Life Insurance – An Alternate Asset Transfer Method

Asset Transfer Methods Other Than Your Will – Life Insurance

A will is one of the most important document in planning your estate, but it doesn’t cover everything. Other benefits not typically controlled by a will or trust include IRAs, insurance policies, income savings plans, retirement plans, and property owned by joint tenancy or tenancy by the entirety.

A well-crafted estate plan must coordinate all of your asset transfer methods with your will and/or trust. Using these methods together properly can give your beneficiaries money much more efficiently than a will can on its own. Without proper coordination, you can completely negate your estate plan and frustrate your own wishes. Moreover, you can cause costly litigation as your loved ones sort out your wishes.

Life insurance is often a good estate planning tool, because you pay relatively little on the front end, and your beneficiaries get much more when you die.
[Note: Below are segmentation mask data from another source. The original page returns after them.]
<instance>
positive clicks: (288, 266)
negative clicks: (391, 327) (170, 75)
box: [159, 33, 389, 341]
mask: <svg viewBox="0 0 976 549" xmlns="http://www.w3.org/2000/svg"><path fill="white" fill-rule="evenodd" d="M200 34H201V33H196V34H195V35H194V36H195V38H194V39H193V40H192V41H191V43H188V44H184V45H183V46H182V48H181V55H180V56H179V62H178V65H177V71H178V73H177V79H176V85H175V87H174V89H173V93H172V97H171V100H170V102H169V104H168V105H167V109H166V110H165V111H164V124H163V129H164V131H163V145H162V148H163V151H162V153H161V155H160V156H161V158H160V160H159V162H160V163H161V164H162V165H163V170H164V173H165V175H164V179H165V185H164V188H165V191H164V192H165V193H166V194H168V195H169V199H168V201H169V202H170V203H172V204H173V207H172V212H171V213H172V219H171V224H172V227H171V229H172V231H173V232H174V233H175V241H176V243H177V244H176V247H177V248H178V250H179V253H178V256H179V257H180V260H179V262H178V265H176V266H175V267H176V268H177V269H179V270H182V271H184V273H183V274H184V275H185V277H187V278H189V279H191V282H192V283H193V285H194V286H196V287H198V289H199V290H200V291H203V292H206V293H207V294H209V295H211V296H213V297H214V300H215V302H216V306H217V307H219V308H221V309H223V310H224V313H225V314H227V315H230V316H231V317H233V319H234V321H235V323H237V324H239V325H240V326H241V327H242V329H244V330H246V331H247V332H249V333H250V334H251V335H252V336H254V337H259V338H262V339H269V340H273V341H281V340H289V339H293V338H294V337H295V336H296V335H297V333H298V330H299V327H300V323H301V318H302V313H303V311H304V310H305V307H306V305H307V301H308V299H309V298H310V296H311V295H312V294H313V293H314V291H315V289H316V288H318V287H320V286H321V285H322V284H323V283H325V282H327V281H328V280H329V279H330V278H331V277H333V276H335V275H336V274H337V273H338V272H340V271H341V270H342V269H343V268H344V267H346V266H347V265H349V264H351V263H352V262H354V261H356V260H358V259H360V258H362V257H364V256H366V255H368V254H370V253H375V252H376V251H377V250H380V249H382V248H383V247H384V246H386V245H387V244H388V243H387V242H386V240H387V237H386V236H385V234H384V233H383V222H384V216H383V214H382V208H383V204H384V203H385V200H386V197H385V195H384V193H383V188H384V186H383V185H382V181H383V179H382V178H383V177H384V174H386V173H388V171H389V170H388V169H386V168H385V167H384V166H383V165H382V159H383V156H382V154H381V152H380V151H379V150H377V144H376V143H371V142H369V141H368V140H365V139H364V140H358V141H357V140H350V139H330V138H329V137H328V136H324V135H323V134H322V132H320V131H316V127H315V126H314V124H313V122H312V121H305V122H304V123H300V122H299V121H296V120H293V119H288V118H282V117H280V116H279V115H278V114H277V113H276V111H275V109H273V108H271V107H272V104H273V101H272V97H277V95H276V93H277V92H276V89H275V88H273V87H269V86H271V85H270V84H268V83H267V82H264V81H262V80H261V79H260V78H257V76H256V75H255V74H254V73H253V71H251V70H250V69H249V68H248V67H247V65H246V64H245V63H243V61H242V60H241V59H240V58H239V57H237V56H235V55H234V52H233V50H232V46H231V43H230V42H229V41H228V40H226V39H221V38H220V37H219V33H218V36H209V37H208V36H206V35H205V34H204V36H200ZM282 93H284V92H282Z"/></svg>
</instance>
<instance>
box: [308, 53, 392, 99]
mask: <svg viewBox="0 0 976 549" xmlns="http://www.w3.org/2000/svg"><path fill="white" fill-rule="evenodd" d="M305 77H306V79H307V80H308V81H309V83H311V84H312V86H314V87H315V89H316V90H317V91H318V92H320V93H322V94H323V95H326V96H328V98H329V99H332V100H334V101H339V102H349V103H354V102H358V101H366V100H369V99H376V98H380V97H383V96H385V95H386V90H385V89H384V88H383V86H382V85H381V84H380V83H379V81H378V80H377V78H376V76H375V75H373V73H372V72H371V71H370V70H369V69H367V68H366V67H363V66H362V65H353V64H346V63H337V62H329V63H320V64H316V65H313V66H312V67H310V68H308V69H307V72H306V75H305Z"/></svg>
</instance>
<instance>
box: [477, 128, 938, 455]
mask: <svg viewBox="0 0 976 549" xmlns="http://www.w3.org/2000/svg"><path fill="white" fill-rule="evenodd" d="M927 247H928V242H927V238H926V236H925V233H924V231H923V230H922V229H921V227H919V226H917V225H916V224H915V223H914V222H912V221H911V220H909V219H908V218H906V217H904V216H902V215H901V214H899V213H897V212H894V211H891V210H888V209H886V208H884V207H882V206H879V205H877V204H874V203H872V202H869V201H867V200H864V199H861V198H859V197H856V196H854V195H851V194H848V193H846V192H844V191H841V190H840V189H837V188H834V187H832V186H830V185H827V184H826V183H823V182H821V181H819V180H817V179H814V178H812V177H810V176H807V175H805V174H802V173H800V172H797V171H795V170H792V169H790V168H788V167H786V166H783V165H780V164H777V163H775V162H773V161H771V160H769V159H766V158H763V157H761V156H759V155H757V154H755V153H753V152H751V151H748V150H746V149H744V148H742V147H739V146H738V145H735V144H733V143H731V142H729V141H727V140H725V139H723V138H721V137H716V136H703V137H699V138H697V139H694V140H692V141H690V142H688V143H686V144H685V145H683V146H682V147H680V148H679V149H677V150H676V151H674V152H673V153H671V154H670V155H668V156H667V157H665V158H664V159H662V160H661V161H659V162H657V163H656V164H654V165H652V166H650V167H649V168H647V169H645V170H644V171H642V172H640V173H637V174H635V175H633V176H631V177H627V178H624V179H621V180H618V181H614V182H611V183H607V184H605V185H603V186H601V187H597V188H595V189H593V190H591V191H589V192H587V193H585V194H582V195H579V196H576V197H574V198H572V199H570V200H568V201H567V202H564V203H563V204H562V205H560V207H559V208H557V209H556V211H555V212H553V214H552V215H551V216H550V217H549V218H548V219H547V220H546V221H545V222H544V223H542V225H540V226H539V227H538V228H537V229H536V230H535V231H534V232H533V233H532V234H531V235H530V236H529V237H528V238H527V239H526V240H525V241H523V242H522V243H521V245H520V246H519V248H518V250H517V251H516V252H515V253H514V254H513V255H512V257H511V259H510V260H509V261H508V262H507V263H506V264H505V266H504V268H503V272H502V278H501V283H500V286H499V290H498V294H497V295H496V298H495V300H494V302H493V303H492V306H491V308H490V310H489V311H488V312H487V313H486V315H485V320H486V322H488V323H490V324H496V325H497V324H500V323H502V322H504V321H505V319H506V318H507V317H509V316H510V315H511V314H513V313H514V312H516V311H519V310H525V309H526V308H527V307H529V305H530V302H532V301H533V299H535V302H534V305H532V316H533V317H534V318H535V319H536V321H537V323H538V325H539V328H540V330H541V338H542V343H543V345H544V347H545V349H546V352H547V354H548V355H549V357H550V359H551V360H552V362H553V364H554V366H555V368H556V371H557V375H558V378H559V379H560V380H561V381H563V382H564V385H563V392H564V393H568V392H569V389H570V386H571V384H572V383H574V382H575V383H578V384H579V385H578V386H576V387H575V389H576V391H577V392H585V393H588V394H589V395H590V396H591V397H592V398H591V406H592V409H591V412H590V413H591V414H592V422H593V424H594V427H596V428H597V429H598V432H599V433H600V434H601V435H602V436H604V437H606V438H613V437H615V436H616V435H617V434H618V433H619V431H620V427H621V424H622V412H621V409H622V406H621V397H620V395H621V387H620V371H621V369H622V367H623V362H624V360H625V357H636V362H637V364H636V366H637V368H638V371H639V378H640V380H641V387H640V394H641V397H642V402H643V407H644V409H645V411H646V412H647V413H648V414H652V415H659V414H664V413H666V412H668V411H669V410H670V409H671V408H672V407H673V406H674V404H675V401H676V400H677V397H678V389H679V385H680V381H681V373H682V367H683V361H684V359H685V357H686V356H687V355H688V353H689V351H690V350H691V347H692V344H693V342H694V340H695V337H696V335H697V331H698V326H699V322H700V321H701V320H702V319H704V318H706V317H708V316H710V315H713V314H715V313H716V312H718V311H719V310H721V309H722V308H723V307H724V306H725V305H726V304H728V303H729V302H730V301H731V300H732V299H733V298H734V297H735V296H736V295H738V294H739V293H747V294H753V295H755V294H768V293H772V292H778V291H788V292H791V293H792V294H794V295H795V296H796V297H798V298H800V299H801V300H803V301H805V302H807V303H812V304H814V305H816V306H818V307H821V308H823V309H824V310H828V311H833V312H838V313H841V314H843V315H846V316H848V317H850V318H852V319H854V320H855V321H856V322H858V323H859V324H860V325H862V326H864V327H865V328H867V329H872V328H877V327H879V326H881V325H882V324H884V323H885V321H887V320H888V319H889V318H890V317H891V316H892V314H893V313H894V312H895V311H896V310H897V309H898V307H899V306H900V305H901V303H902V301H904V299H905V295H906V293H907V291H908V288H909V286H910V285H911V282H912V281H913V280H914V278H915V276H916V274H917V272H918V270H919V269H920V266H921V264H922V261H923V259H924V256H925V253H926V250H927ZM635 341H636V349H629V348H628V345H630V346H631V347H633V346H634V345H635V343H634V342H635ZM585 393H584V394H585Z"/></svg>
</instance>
When you name beneficiaries other than your estate, the money passes to them directly, usually without the need or expense of probate. If most of your money is tied up in non-liquid assets like your company or real estate, life insurance gets cash into your beneficiaries’ hands to administer the estate and take care of asset transfer costs.

If you own life insurance on your own life, you can have the proceeds distributed in three ways.

1. To beneficiaries. The company pays the proceeds directly to one or more beneficiaries named in your policy. This is usually the fastest way to get the money to your beneficiaries, and the proceeds pass free of income tax and can’t usually be touched by creditors. However, they may be liable for estate taxes if it is a larger estate.

2. To your estate. If you choose to name your estate as the beneficiary, the proceeds will be distributed along with your other assets according to the terms of your will, or according to the laws of intestacy if you have no will. This does make the assets subject to creditors’ claims.

3. To a trust. If you make the proceeds payable to a trust–either one set up in your will or during your lifetime–they will be distributed like the other trust assets.